41.39N 70.62W

Martha’s Vineyard Island Corn: Right Here, Right Now

One of the glories of summer’s end is Island corn, a rare treat available only during an always-too-brief season. Freshly picked corn offers a taste that simply can’t be duplicated by its supermarket counterpart.  Sitting on your plate within hours of making the transition from stalk to table—with a brief  interlude of boiling, steaming  or husk-on roasting—corn is as fast a food as nature offers.

But while the profusion of corn lasts, I like to eat as much of it as possible. Enter corn chowder — summer’s ultimate comfort food.

The basic recipe couldn’t be simpler: Strip corn from its cob; sauté diced onion in butter, then add the corn kernels with enough liquid (made by boiling the stripped cobs in a veggie broth for about an hour) to cover. Simmer for about 20 minutes. Remove about a quarter of the kernels from the pot. Set these aside. Then blend  what’s remaining in the pot to a smooth or nearly smooth consistency. Add milk, cream or half and half to taste. Add the reserved kernels back into the pot. If you’d like a hardier chowder, now’s the time to add some diced, boiled potatoes. Salt and pepper to taste.

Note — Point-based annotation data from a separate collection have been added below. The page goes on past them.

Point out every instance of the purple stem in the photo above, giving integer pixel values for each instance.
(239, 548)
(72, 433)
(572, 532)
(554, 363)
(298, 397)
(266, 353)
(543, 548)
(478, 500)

Want something a little less basic? 

Try these season-appropriate add-ins to bump your corn chowder up a notch without obscuring its sunny, sweet flavor:

  • Chop a handful of fresh basil until it is very fine, bordering on pasty.  Soak this in a neutral oil overnight, then strain through a fine mesh sieve. Dribble some of the resulting deep green oil, infused with the basil’s herb-y flavor, onto your chowder.
  • Blend your favorite red chili pepper (a single canned chipotle is my choice) with a little water or oil to form a thick paste. Swirl a dot of the thick, adobe-red sauce into your chowder transforming it instantly from soothing to scintillating.
  • A grilled tomato slice atop your chowder makes it taste like a bowl full of summertime.
  • For a crunchy and peppery contrast to corn chowder’s lush sweetness, add a generous pinch of watercress, radish sprouts or micro-greens.
  • Float a perfectly poached Katama oyster atop your chowder. The briny taste gives the chowder’s mellow edge focus and the two gentle textures together on your tongue are nothing short of awesome.